On Monday, the rupee weakened past 43 per dollar to a one-month low, after oil hit a record above $143 a barrel and the local share market shed 2.5% on its way to posting its biggest monthly fall in 16 years. The local currency fell as far as 43.1150 per dollar, its lowest since May 22, when it hit a 13-month low of 43.21. It ended at 43.0250/03, down 0.3% from Friday’s close of 42.875/885 and taking its losses in 2008 to 8.4%.

“High oil prices, losses in the stock market, and high offshore rates put pressure on the rupee,” a senior dealer with a private bank said. One-month offshore non-deliverable forward contracts were quoting at 43.41/51, 0.9% weaker than the onshore rate.

Dealers said the central bank was seen selling dollars through state-run banks at around 43.10 per dollar, helping the rupee stop its fall and then recover some of its losses. Oil rose to a record of $143.67 a barrel, propelled by heightened tensions between Israel and Iran over Tehran’s nuclear programme.

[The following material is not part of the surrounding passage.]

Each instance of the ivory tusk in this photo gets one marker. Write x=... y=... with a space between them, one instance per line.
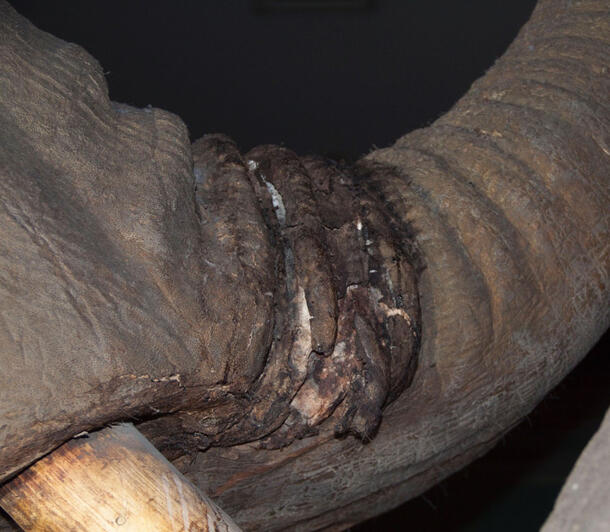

Meanwhile, bond yields rose towards seven-year highs on Monday, on expectations record oil prices would cause a spike in inflation and that cash conditions may tighten and squeeze funds available for investment.

The 10-year bond yield ended at 8.69%, off an intra-day peak of 8.78% but up from Friday’s close of 8.58%.

Volumes were low at about Rs 1,110 crore on the central bank’s trading platform.

“Sentiment is very nervous that if inflation crosses 12%, the RBI could raise rates again,” a trader with a foreign bank said. Annual wholesale price inflation rate rose to 11.42% in mid-June, the highest in more than 13 years.

Sentiments are bearish also because the central bank will auction Rs 10,000 crore of bonds on July 4.

Call money rate ended off lows because some banks stepped up borrowing towards the end of trade on Monday, dealers said. The two-day call rate ended at 8.40-8.60% compared to 8.70-8.75% Saturday. Earlier, call money rate had slipped to 6%, as demand waned. CBLOs had also touched an intra-day low of 1%. Demand was low on Monday because most banks have over-borrowed last week, dealers said. Call market volume was at Rs 15,500 crore, down from Rs 19,900 crore Friday.

RBI injected Rs 22,800 crore through repo, lower than Friday’s Rs 32,100 crore.